Saturday, December 31, 2022

Poem: Year's End

Neither the symbolic detail
of a three instead of a two,
nor that rough metaphor
that hails one term dying and another emerging,
nor the fulfillment of an astronomical process
muddle and undermine
the high plateau of this night
making us wait
for the twelve irreparable strokes of the bell.
The real cause
is our murky pervasive suspicion
of the enigma of Time,
it is our awe at the miracle
that, though the chances are infinite
and through we are
drops in Heraclitus’ river,
allows something in us to endure,
never moving.

        Jorge Luis Borge, translated from the Spanish by W. S. Merwin

 

 

 

 

 

Friday, December 30, 2022

Next!

 Producer Matthew Weiner asked legendary TV producer Norman Lear to tell him the greatest lesson he ever learned. “Lear said, ‘The two words that came way too late in my life were ‘Over. Next,’ as in, ‘That’s over … Next!’ And then he said, ‘Don’t wait till you’re my age to learn that.’ ”   

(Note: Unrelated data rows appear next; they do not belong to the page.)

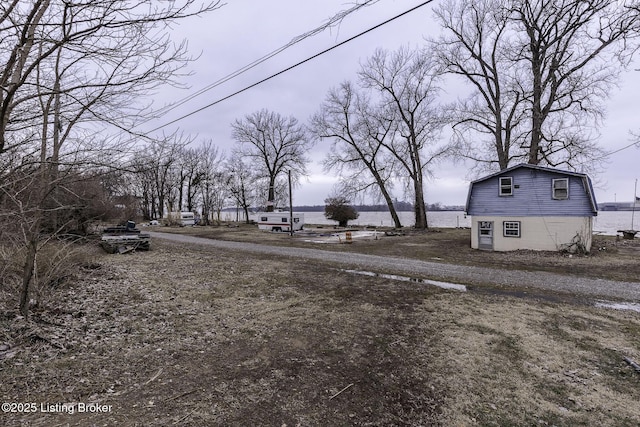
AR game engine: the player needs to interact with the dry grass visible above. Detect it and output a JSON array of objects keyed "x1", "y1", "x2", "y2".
[
  {"x1": 0, "y1": 230, "x2": 640, "y2": 426},
  {"x1": 162, "y1": 224, "x2": 640, "y2": 282}
]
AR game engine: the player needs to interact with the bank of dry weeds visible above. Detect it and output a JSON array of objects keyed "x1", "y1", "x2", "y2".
[{"x1": 0, "y1": 229, "x2": 640, "y2": 426}]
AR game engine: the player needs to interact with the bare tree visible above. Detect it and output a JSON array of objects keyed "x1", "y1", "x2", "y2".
[
  {"x1": 226, "y1": 151, "x2": 256, "y2": 223},
  {"x1": 512, "y1": 0, "x2": 640, "y2": 166},
  {"x1": 430, "y1": 0, "x2": 528, "y2": 170},
  {"x1": 232, "y1": 109, "x2": 312, "y2": 212},
  {"x1": 431, "y1": 0, "x2": 638, "y2": 169},
  {"x1": 311, "y1": 82, "x2": 402, "y2": 228},
  {"x1": 0, "y1": 0, "x2": 218, "y2": 316},
  {"x1": 197, "y1": 141, "x2": 227, "y2": 225},
  {"x1": 359, "y1": 48, "x2": 446, "y2": 229}
]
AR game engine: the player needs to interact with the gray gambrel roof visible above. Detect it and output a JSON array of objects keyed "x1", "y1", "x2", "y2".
[{"x1": 465, "y1": 163, "x2": 598, "y2": 215}]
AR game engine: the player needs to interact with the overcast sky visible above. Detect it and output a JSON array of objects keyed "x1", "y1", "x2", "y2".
[{"x1": 142, "y1": 0, "x2": 640, "y2": 205}]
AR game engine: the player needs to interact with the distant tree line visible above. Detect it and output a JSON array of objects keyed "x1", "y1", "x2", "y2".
[{"x1": 0, "y1": 0, "x2": 640, "y2": 315}]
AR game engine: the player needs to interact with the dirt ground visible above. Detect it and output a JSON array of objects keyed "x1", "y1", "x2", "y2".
[
  {"x1": 0, "y1": 226, "x2": 640, "y2": 426},
  {"x1": 158, "y1": 224, "x2": 640, "y2": 282}
]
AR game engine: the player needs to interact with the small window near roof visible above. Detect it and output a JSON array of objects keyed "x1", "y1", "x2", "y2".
[
  {"x1": 551, "y1": 178, "x2": 569, "y2": 200},
  {"x1": 500, "y1": 176, "x2": 513, "y2": 196},
  {"x1": 502, "y1": 221, "x2": 520, "y2": 237}
]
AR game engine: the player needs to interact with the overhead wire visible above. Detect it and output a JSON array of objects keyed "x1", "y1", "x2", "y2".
[
  {"x1": 146, "y1": 0, "x2": 434, "y2": 133},
  {"x1": 148, "y1": 0, "x2": 380, "y2": 124}
]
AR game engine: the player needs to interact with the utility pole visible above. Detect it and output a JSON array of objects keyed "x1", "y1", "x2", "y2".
[{"x1": 289, "y1": 169, "x2": 293, "y2": 237}]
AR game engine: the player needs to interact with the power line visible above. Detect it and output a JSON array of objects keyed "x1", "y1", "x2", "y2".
[
  {"x1": 147, "y1": 0, "x2": 433, "y2": 133},
  {"x1": 151, "y1": 0, "x2": 380, "y2": 124}
]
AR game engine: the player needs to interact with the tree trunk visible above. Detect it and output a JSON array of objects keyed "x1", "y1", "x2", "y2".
[
  {"x1": 267, "y1": 176, "x2": 276, "y2": 212},
  {"x1": 380, "y1": 180, "x2": 402, "y2": 228},
  {"x1": 20, "y1": 235, "x2": 38, "y2": 319},
  {"x1": 413, "y1": 179, "x2": 429, "y2": 230}
]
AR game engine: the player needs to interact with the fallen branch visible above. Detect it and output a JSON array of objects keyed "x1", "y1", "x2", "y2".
[
  {"x1": 173, "y1": 409, "x2": 196, "y2": 425},
  {"x1": 163, "y1": 388, "x2": 198, "y2": 402},
  {"x1": 624, "y1": 357, "x2": 640, "y2": 373},
  {"x1": 329, "y1": 383, "x2": 353, "y2": 400},
  {"x1": 143, "y1": 368, "x2": 162, "y2": 386}
]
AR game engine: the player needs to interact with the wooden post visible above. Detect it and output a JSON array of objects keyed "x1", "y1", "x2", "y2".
[{"x1": 289, "y1": 169, "x2": 293, "y2": 237}]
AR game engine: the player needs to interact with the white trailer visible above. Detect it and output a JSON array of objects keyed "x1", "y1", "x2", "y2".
[
  {"x1": 167, "y1": 212, "x2": 196, "y2": 227},
  {"x1": 255, "y1": 212, "x2": 304, "y2": 231}
]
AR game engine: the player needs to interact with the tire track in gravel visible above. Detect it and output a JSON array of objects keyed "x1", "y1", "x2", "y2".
[{"x1": 149, "y1": 232, "x2": 640, "y2": 303}]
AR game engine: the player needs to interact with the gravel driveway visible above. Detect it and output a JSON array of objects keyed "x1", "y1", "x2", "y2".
[{"x1": 149, "y1": 232, "x2": 640, "y2": 303}]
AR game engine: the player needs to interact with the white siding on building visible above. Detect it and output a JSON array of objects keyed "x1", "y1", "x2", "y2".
[{"x1": 471, "y1": 216, "x2": 593, "y2": 251}]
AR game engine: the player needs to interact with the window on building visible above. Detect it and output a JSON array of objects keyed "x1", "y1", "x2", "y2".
[
  {"x1": 552, "y1": 178, "x2": 569, "y2": 200},
  {"x1": 502, "y1": 221, "x2": 520, "y2": 237},
  {"x1": 500, "y1": 176, "x2": 513, "y2": 196}
]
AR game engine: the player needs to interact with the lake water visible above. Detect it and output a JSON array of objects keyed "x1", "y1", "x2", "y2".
[{"x1": 288, "y1": 211, "x2": 640, "y2": 235}]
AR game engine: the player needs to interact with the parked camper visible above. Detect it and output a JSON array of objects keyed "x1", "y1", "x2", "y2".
[{"x1": 256, "y1": 212, "x2": 304, "y2": 231}]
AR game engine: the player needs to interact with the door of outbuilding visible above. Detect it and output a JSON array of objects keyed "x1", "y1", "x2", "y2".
[{"x1": 478, "y1": 221, "x2": 493, "y2": 251}]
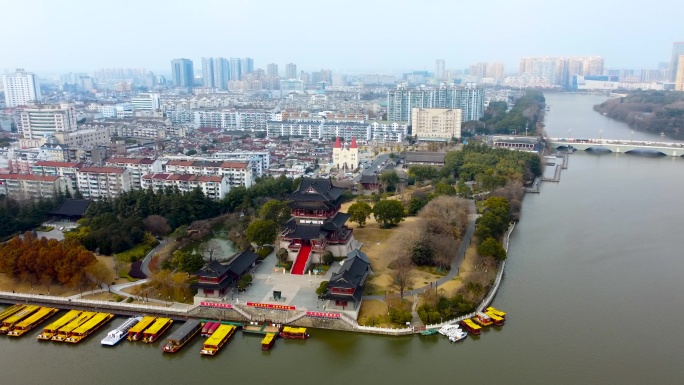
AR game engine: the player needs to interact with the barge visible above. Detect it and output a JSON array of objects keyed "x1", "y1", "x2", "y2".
[
  {"x1": 200, "y1": 325, "x2": 237, "y2": 356},
  {"x1": 7, "y1": 307, "x2": 57, "y2": 337},
  {"x1": 37, "y1": 310, "x2": 81, "y2": 341},
  {"x1": 142, "y1": 317, "x2": 173, "y2": 344},
  {"x1": 162, "y1": 320, "x2": 202, "y2": 353},
  {"x1": 64, "y1": 313, "x2": 114, "y2": 344}
]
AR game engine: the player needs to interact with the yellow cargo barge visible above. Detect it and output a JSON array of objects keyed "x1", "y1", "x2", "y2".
[
  {"x1": 50, "y1": 311, "x2": 97, "y2": 342},
  {"x1": 0, "y1": 305, "x2": 25, "y2": 322},
  {"x1": 7, "y1": 307, "x2": 57, "y2": 337},
  {"x1": 0, "y1": 305, "x2": 40, "y2": 334},
  {"x1": 37, "y1": 310, "x2": 81, "y2": 341},
  {"x1": 127, "y1": 316, "x2": 157, "y2": 341},
  {"x1": 200, "y1": 325, "x2": 237, "y2": 356},
  {"x1": 142, "y1": 318, "x2": 173, "y2": 344},
  {"x1": 65, "y1": 313, "x2": 114, "y2": 344}
]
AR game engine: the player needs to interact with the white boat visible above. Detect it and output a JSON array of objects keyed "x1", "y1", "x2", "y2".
[
  {"x1": 101, "y1": 317, "x2": 142, "y2": 346},
  {"x1": 447, "y1": 329, "x2": 468, "y2": 342}
]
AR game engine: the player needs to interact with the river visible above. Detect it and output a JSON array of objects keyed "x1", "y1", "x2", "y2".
[{"x1": 0, "y1": 94, "x2": 684, "y2": 385}]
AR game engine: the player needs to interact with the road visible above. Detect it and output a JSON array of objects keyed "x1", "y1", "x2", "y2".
[{"x1": 140, "y1": 237, "x2": 172, "y2": 277}]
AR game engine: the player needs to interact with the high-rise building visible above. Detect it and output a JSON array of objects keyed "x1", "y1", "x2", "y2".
[
  {"x1": 266, "y1": 63, "x2": 278, "y2": 78},
  {"x1": 2, "y1": 68, "x2": 40, "y2": 108},
  {"x1": 171, "y1": 59, "x2": 195, "y2": 87},
  {"x1": 387, "y1": 87, "x2": 484, "y2": 122},
  {"x1": 485, "y1": 63, "x2": 504, "y2": 79},
  {"x1": 240, "y1": 57, "x2": 254, "y2": 80},
  {"x1": 19, "y1": 103, "x2": 76, "y2": 139},
  {"x1": 675, "y1": 54, "x2": 684, "y2": 91},
  {"x1": 285, "y1": 63, "x2": 297, "y2": 79},
  {"x1": 202, "y1": 57, "x2": 215, "y2": 88},
  {"x1": 670, "y1": 41, "x2": 684, "y2": 82},
  {"x1": 202, "y1": 57, "x2": 230, "y2": 90},
  {"x1": 435, "y1": 59, "x2": 444, "y2": 80},
  {"x1": 411, "y1": 107, "x2": 461, "y2": 141},
  {"x1": 230, "y1": 57, "x2": 242, "y2": 80}
]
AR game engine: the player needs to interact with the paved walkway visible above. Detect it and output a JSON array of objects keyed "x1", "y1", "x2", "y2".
[{"x1": 363, "y1": 200, "x2": 478, "y2": 300}]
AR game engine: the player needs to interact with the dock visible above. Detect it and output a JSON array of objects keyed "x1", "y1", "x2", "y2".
[
  {"x1": 7, "y1": 307, "x2": 57, "y2": 337},
  {"x1": 242, "y1": 324, "x2": 280, "y2": 335}
]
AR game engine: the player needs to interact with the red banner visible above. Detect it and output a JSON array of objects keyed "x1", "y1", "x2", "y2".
[
  {"x1": 200, "y1": 302, "x2": 233, "y2": 309},
  {"x1": 306, "y1": 311, "x2": 341, "y2": 319},
  {"x1": 247, "y1": 302, "x2": 297, "y2": 310}
]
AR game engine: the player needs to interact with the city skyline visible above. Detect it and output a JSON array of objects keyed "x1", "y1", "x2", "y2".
[{"x1": 0, "y1": 0, "x2": 684, "y2": 74}]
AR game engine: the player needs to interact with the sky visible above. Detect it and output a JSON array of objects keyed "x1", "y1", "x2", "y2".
[{"x1": 0, "y1": 0, "x2": 684, "y2": 74}]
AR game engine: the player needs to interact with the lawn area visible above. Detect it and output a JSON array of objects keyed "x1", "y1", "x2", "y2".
[{"x1": 340, "y1": 198, "x2": 440, "y2": 294}]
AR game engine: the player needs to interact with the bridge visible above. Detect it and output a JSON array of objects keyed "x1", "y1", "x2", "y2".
[{"x1": 546, "y1": 138, "x2": 684, "y2": 156}]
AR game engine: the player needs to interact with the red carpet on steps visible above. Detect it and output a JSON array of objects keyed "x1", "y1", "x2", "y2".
[{"x1": 292, "y1": 245, "x2": 311, "y2": 275}]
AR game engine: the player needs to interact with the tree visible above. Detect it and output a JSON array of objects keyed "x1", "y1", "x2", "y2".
[
  {"x1": 200, "y1": 239, "x2": 223, "y2": 262},
  {"x1": 477, "y1": 237, "x2": 506, "y2": 261},
  {"x1": 259, "y1": 199, "x2": 292, "y2": 226},
  {"x1": 245, "y1": 219, "x2": 278, "y2": 247},
  {"x1": 347, "y1": 202, "x2": 373, "y2": 227},
  {"x1": 276, "y1": 247, "x2": 290, "y2": 263},
  {"x1": 321, "y1": 250, "x2": 335, "y2": 265},
  {"x1": 392, "y1": 257, "x2": 413, "y2": 299},
  {"x1": 143, "y1": 215, "x2": 171, "y2": 237},
  {"x1": 380, "y1": 171, "x2": 399, "y2": 191},
  {"x1": 373, "y1": 199, "x2": 406, "y2": 227}
]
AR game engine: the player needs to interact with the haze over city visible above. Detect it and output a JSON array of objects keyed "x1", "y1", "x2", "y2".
[{"x1": 0, "y1": 0, "x2": 684, "y2": 73}]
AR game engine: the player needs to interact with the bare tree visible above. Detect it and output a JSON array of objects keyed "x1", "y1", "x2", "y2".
[
  {"x1": 201, "y1": 239, "x2": 223, "y2": 262},
  {"x1": 392, "y1": 257, "x2": 413, "y2": 300},
  {"x1": 143, "y1": 215, "x2": 171, "y2": 236}
]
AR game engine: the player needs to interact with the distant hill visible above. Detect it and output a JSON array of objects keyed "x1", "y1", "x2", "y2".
[{"x1": 594, "y1": 91, "x2": 684, "y2": 139}]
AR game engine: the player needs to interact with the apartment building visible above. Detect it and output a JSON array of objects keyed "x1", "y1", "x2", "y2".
[
  {"x1": 31, "y1": 160, "x2": 83, "y2": 194},
  {"x1": 387, "y1": 87, "x2": 485, "y2": 123},
  {"x1": 105, "y1": 158, "x2": 162, "y2": 190},
  {"x1": 0, "y1": 174, "x2": 67, "y2": 199},
  {"x1": 163, "y1": 159, "x2": 253, "y2": 187},
  {"x1": 76, "y1": 167, "x2": 131, "y2": 200},
  {"x1": 411, "y1": 108, "x2": 461, "y2": 141},
  {"x1": 142, "y1": 173, "x2": 230, "y2": 199}
]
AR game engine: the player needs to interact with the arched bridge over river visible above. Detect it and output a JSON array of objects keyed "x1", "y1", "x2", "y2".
[{"x1": 546, "y1": 138, "x2": 684, "y2": 156}]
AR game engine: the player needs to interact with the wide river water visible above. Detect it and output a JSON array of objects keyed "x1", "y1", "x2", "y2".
[{"x1": 0, "y1": 94, "x2": 684, "y2": 385}]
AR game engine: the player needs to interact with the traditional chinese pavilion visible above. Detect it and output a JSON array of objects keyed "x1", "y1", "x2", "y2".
[{"x1": 280, "y1": 178, "x2": 354, "y2": 274}]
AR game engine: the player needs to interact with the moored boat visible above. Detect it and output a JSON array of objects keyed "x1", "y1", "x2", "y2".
[
  {"x1": 461, "y1": 318, "x2": 482, "y2": 335},
  {"x1": 0, "y1": 305, "x2": 26, "y2": 322},
  {"x1": 162, "y1": 320, "x2": 202, "y2": 353},
  {"x1": 37, "y1": 310, "x2": 81, "y2": 341},
  {"x1": 0, "y1": 305, "x2": 40, "y2": 334},
  {"x1": 261, "y1": 333, "x2": 276, "y2": 350},
  {"x1": 142, "y1": 317, "x2": 173, "y2": 344},
  {"x1": 200, "y1": 325, "x2": 237, "y2": 356},
  {"x1": 64, "y1": 313, "x2": 114, "y2": 344},
  {"x1": 485, "y1": 306, "x2": 506, "y2": 319},
  {"x1": 50, "y1": 311, "x2": 97, "y2": 342},
  {"x1": 280, "y1": 326, "x2": 309, "y2": 340},
  {"x1": 7, "y1": 307, "x2": 57, "y2": 337},
  {"x1": 473, "y1": 312, "x2": 494, "y2": 326},
  {"x1": 100, "y1": 317, "x2": 142, "y2": 346},
  {"x1": 200, "y1": 321, "x2": 218, "y2": 337},
  {"x1": 485, "y1": 311, "x2": 506, "y2": 326},
  {"x1": 127, "y1": 316, "x2": 157, "y2": 341}
]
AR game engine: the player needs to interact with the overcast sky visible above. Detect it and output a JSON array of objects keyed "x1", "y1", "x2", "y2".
[{"x1": 0, "y1": 0, "x2": 684, "y2": 74}]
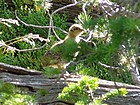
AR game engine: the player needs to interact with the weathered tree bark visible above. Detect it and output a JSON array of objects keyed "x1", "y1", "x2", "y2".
[{"x1": 0, "y1": 64, "x2": 140, "y2": 105}]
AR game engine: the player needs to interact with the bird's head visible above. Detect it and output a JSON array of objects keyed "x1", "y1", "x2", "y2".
[{"x1": 68, "y1": 24, "x2": 84, "y2": 39}]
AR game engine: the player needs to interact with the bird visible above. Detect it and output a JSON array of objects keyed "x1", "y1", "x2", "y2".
[{"x1": 42, "y1": 24, "x2": 84, "y2": 70}]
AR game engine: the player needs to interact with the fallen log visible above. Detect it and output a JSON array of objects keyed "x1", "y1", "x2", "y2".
[
  {"x1": 0, "y1": 62, "x2": 42, "y2": 75},
  {"x1": 0, "y1": 67, "x2": 140, "y2": 105}
]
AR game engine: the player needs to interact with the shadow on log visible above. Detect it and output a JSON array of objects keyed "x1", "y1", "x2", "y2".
[{"x1": 0, "y1": 63, "x2": 140, "y2": 105}]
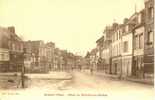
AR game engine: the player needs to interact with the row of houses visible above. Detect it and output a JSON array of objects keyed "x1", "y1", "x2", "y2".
[
  {"x1": 87, "y1": 0, "x2": 154, "y2": 78},
  {"x1": 0, "y1": 27, "x2": 80, "y2": 72}
]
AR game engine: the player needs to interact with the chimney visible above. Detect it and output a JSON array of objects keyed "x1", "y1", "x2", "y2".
[{"x1": 8, "y1": 26, "x2": 15, "y2": 33}]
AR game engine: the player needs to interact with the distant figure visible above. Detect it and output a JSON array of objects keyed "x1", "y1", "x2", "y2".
[{"x1": 90, "y1": 67, "x2": 93, "y2": 75}]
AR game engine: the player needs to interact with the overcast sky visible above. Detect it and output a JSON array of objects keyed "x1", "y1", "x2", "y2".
[{"x1": 0, "y1": 0, "x2": 144, "y2": 55}]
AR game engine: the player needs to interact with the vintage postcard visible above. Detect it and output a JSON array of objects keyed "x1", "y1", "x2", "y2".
[{"x1": 0, "y1": 0, "x2": 154, "y2": 100}]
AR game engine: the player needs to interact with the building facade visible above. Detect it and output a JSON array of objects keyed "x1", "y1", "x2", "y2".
[
  {"x1": 132, "y1": 10, "x2": 145, "y2": 77},
  {"x1": 144, "y1": 0, "x2": 154, "y2": 74},
  {"x1": 8, "y1": 27, "x2": 24, "y2": 72},
  {"x1": 0, "y1": 27, "x2": 10, "y2": 72},
  {"x1": 112, "y1": 23, "x2": 122, "y2": 75}
]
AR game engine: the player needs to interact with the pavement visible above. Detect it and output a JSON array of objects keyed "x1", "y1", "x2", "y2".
[
  {"x1": 84, "y1": 70, "x2": 154, "y2": 85},
  {"x1": 0, "y1": 71, "x2": 154, "y2": 100},
  {"x1": 0, "y1": 72, "x2": 72, "y2": 90}
]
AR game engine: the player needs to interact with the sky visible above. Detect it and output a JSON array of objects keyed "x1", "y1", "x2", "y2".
[{"x1": 0, "y1": 0, "x2": 144, "y2": 56}]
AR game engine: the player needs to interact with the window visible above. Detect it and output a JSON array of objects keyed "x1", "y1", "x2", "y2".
[
  {"x1": 148, "y1": 7, "x2": 154, "y2": 19},
  {"x1": 135, "y1": 35, "x2": 139, "y2": 49},
  {"x1": 138, "y1": 14, "x2": 142, "y2": 23},
  {"x1": 148, "y1": 31, "x2": 153, "y2": 43},
  {"x1": 123, "y1": 41, "x2": 128, "y2": 52},
  {"x1": 139, "y1": 34, "x2": 143, "y2": 49}
]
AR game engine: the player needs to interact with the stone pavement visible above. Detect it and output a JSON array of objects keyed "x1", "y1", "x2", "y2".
[{"x1": 0, "y1": 72, "x2": 72, "y2": 89}]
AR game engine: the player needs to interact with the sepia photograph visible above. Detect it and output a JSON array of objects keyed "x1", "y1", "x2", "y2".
[{"x1": 0, "y1": 0, "x2": 155, "y2": 100}]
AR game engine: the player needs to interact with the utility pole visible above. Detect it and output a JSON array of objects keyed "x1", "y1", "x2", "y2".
[{"x1": 21, "y1": 48, "x2": 26, "y2": 88}]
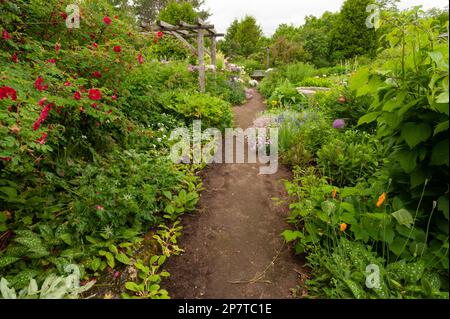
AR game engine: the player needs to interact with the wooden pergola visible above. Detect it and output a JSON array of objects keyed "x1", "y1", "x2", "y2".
[{"x1": 142, "y1": 20, "x2": 225, "y2": 93}]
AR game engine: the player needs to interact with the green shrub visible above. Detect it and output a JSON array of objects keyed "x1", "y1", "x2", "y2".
[
  {"x1": 259, "y1": 62, "x2": 316, "y2": 98},
  {"x1": 206, "y1": 73, "x2": 246, "y2": 105},
  {"x1": 298, "y1": 77, "x2": 333, "y2": 88},
  {"x1": 317, "y1": 131, "x2": 385, "y2": 187},
  {"x1": 158, "y1": 91, "x2": 233, "y2": 129},
  {"x1": 267, "y1": 80, "x2": 307, "y2": 110}
]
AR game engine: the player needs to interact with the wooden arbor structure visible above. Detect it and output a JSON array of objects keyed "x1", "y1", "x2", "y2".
[{"x1": 142, "y1": 20, "x2": 224, "y2": 93}]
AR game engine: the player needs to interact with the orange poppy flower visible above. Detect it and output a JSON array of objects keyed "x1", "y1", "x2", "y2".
[{"x1": 377, "y1": 193, "x2": 386, "y2": 208}]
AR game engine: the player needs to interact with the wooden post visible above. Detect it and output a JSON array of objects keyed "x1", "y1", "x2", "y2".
[
  {"x1": 211, "y1": 37, "x2": 217, "y2": 72},
  {"x1": 198, "y1": 29, "x2": 206, "y2": 93}
]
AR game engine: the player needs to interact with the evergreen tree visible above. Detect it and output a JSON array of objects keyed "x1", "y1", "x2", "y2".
[{"x1": 331, "y1": 0, "x2": 378, "y2": 61}]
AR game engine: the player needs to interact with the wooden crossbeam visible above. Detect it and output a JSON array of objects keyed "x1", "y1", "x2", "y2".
[
  {"x1": 144, "y1": 21, "x2": 214, "y2": 31},
  {"x1": 186, "y1": 33, "x2": 225, "y2": 38}
]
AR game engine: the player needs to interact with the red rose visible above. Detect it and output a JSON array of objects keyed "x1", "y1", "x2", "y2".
[
  {"x1": 34, "y1": 76, "x2": 48, "y2": 92},
  {"x1": 138, "y1": 53, "x2": 144, "y2": 64},
  {"x1": 89, "y1": 89, "x2": 102, "y2": 101},
  {"x1": 38, "y1": 97, "x2": 47, "y2": 106},
  {"x1": 33, "y1": 103, "x2": 53, "y2": 131},
  {"x1": 11, "y1": 53, "x2": 19, "y2": 63},
  {"x1": 2, "y1": 30, "x2": 11, "y2": 41},
  {"x1": 36, "y1": 133, "x2": 48, "y2": 145},
  {"x1": 0, "y1": 86, "x2": 17, "y2": 101},
  {"x1": 103, "y1": 16, "x2": 112, "y2": 25}
]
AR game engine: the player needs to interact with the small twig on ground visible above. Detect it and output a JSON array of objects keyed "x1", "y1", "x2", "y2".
[{"x1": 228, "y1": 242, "x2": 285, "y2": 284}]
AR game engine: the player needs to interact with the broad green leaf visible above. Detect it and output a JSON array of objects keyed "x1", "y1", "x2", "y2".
[
  {"x1": 392, "y1": 208, "x2": 414, "y2": 228},
  {"x1": 358, "y1": 112, "x2": 381, "y2": 125},
  {"x1": 434, "y1": 121, "x2": 448, "y2": 135},
  {"x1": 436, "y1": 92, "x2": 449, "y2": 106},
  {"x1": 428, "y1": 51, "x2": 448, "y2": 71},
  {"x1": 431, "y1": 139, "x2": 448, "y2": 166},
  {"x1": 116, "y1": 253, "x2": 130, "y2": 265},
  {"x1": 410, "y1": 169, "x2": 427, "y2": 188},
  {"x1": 402, "y1": 122, "x2": 432, "y2": 149},
  {"x1": 395, "y1": 151, "x2": 419, "y2": 173},
  {"x1": 380, "y1": 225, "x2": 395, "y2": 245},
  {"x1": 0, "y1": 256, "x2": 20, "y2": 269},
  {"x1": 438, "y1": 196, "x2": 448, "y2": 220},
  {"x1": 341, "y1": 202, "x2": 355, "y2": 214},
  {"x1": 282, "y1": 230, "x2": 303, "y2": 243}
]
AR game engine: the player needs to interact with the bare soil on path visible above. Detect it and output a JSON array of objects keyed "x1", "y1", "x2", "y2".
[{"x1": 164, "y1": 92, "x2": 303, "y2": 299}]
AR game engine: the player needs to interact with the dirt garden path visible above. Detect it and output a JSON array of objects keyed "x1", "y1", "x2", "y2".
[{"x1": 165, "y1": 92, "x2": 303, "y2": 299}]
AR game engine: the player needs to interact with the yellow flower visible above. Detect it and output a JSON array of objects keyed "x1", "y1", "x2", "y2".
[{"x1": 377, "y1": 193, "x2": 386, "y2": 208}]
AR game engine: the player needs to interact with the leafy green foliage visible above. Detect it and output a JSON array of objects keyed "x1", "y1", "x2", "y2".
[
  {"x1": 280, "y1": 6, "x2": 448, "y2": 298},
  {"x1": 317, "y1": 131, "x2": 385, "y2": 186},
  {"x1": 0, "y1": 0, "x2": 230, "y2": 298},
  {"x1": 219, "y1": 16, "x2": 262, "y2": 57}
]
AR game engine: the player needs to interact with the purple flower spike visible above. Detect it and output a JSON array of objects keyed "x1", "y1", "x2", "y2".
[{"x1": 333, "y1": 119, "x2": 345, "y2": 130}]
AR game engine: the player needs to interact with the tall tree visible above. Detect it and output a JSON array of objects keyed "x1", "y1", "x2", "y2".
[
  {"x1": 158, "y1": 1, "x2": 198, "y2": 24},
  {"x1": 220, "y1": 16, "x2": 263, "y2": 57},
  {"x1": 132, "y1": 0, "x2": 210, "y2": 23},
  {"x1": 331, "y1": 0, "x2": 378, "y2": 61},
  {"x1": 301, "y1": 12, "x2": 338, "y2": 67}
]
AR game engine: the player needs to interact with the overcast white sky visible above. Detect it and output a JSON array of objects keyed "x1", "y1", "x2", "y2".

New York Magazine 9/27/21 

 

 

 

 

Thursday, December 29, 2022

Bits of light

You know, we have little bits of understanding, glimpses, a little bit of light here and there, but there's a tremendous amount of darkness, which is a challenge. I think life would be pretty boring if we understood everything. It's better if we don't understand anything... and know that we don't, that's the important part.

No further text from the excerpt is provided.